Chapter Three

"You ever wonder about where you'd be now if Kev had never made that phone call to you?" I grabbed a french fry, shoving it in my mouth as I posed the question to Brian sitting at the end of the bed. He looked up at me, setting his book down. "Not really. I mean, not anymore. I used to wonder awhile back. Thought about college and stuff. But if I hadn't been in the group, I probably never would have met Leigh and never would have gotten married, least to her anyway. God, I might be married to Sam!" He rolled his eyes at the last comment and grabbed a burger from the pile in the middle of the bed, biting into it. "Why? Do you still wonder?"

I shrugged, not really wanting to get into a deep conversation about it. Wadding up a burger wrapper and tossing it towards the trash can in the corner. "I dunno, I guess sometimes I still wonder. I guess I wonder more what it would be like if we just weren't a group anymore. Like if I woke up tomorrow and the Backstreet Boys were just gone…and it was just me, on my own." Brian tilted his head some watching me. I could see him trying to figure out where this was going. "You mean like solo?"

Why did I know he was going to say that?

"No, not solo. Just me, alone, nobody else. No group, no music." I watched his forehead furrow and tossed my half eaten burger back into the pile on the bed. "Forget I said anything." I sighed and stood up walking into the bathroom shutting the door. "Lock the door on your way out k." I called out through the closed door, knowing that would either piss him off or confuse him more. Or both. Right now, I didn't really care. I just wanted to be alone.
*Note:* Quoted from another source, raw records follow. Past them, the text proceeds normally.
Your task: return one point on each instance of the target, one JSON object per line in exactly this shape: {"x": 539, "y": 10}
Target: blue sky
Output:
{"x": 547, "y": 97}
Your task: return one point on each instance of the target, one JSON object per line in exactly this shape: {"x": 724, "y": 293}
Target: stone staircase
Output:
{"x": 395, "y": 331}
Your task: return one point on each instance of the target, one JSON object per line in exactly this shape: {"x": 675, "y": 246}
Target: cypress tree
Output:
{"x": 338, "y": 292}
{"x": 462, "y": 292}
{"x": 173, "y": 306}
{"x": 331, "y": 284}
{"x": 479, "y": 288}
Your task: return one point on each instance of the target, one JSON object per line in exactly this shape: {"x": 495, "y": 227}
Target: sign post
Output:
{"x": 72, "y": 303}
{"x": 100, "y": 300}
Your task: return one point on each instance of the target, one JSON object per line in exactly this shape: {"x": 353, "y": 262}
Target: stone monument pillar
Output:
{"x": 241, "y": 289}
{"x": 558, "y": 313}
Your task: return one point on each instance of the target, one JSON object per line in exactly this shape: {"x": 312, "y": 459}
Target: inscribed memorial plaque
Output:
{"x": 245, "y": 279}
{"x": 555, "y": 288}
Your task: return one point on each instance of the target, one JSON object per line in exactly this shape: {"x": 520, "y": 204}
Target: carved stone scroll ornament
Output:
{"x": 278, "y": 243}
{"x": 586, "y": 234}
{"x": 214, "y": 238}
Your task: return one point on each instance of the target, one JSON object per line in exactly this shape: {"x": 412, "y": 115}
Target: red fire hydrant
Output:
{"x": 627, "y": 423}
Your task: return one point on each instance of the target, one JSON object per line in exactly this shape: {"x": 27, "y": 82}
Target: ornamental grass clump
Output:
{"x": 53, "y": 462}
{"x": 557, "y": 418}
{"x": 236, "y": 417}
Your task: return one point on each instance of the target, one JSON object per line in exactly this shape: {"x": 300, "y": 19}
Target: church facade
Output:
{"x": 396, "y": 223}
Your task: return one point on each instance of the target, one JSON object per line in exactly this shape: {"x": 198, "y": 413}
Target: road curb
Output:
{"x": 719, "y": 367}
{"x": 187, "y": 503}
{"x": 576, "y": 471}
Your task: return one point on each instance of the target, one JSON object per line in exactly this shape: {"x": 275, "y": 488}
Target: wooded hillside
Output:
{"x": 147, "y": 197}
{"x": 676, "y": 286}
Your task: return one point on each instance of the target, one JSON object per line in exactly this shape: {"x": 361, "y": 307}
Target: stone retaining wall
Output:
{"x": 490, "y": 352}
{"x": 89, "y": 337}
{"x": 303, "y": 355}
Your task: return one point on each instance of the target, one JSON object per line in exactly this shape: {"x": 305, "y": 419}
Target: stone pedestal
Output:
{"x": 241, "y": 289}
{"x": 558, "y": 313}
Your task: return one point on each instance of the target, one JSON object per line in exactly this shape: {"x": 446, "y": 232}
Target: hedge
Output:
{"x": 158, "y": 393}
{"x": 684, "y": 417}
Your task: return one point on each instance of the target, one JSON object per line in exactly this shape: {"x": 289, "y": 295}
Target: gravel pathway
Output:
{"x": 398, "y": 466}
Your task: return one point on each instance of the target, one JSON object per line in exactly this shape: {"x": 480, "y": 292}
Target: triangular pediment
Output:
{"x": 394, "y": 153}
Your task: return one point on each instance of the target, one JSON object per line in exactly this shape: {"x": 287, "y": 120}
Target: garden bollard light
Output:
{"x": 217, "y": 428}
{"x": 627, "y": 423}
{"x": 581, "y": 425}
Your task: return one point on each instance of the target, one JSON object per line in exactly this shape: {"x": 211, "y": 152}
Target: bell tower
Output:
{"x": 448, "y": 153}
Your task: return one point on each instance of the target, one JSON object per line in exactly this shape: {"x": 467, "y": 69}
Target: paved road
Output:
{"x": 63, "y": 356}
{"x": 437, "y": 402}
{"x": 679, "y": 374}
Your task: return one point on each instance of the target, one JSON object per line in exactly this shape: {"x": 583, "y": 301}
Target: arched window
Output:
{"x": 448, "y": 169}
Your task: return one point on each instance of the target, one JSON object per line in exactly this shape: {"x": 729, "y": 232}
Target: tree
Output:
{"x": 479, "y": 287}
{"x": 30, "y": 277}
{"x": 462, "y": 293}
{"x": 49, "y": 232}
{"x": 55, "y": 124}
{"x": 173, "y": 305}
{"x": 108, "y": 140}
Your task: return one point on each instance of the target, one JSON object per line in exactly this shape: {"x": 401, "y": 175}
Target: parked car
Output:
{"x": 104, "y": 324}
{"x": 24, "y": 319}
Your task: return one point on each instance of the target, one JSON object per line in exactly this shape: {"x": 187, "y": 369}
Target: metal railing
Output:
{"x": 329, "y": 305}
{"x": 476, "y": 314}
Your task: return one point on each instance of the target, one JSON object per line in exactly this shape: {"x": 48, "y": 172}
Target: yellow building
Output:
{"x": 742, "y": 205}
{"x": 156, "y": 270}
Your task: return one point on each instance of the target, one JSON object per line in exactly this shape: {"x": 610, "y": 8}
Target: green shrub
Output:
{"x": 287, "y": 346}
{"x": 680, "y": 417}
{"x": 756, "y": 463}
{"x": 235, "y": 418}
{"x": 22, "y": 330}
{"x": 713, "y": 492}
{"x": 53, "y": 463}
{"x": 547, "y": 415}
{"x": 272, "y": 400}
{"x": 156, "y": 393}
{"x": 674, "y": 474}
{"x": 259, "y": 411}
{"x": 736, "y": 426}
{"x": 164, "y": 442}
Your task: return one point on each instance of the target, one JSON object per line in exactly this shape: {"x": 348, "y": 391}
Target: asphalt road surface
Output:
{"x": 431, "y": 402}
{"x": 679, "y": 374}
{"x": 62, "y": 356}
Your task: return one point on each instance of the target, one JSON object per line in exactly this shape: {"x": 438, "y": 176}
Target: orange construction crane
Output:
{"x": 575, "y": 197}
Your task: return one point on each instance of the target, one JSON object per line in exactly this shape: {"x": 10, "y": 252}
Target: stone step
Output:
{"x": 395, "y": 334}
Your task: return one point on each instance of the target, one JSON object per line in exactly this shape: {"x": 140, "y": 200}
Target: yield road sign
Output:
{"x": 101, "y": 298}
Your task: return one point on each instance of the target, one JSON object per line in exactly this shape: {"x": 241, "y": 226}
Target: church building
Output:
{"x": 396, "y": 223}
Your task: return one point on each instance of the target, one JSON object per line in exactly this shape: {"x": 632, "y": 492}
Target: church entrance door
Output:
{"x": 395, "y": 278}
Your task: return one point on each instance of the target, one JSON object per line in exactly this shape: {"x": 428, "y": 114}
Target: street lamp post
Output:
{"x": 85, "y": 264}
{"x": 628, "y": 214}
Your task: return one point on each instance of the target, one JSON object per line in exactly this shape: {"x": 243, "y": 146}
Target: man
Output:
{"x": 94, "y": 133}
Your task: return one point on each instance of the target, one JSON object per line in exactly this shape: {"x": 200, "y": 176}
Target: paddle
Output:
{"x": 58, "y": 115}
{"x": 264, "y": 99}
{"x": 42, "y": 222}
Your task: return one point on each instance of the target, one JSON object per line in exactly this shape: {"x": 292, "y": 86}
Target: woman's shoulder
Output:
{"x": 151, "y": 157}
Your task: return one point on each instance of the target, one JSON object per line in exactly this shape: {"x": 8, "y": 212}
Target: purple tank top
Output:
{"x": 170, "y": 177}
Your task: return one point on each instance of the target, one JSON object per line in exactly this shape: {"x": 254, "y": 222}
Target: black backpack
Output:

I waited in the bathroom for awhile, then hearing Brian leave I opened the door and glanced around before heading out. Brian had cleaned up all the trash from our meal, leaving the bed all neat and tidy. Just like him, the damn perfectionist. I didn't think it in a mean way, it was just Brian, and he couldn't help it. I dropped down onto the king-sized bed, sprawling out and stared at the ceiling. Something had to change for me though. I was sick of it all. Yes, I loved the music. Yes, I loved the fans and the fame…well, maybe not the fame. The fame had taken away so much from me. I thought about the things I had really missed out on. Things everyone else had, or took for granted. High school to start with. Being on a basketball team. Proms. God how many times had I thought about those things and wondered about what ifs? And why did I keep wondering and thinking about them? It was over, in my past, something I'd missed and would never get back. So deal with it already and move on right?

I groaned and rolled over, shutting off the lamp next to the bed. Sleep. Just stop fucking thinking about what ifs and go to bed. I had another interview tomorrow to deal with.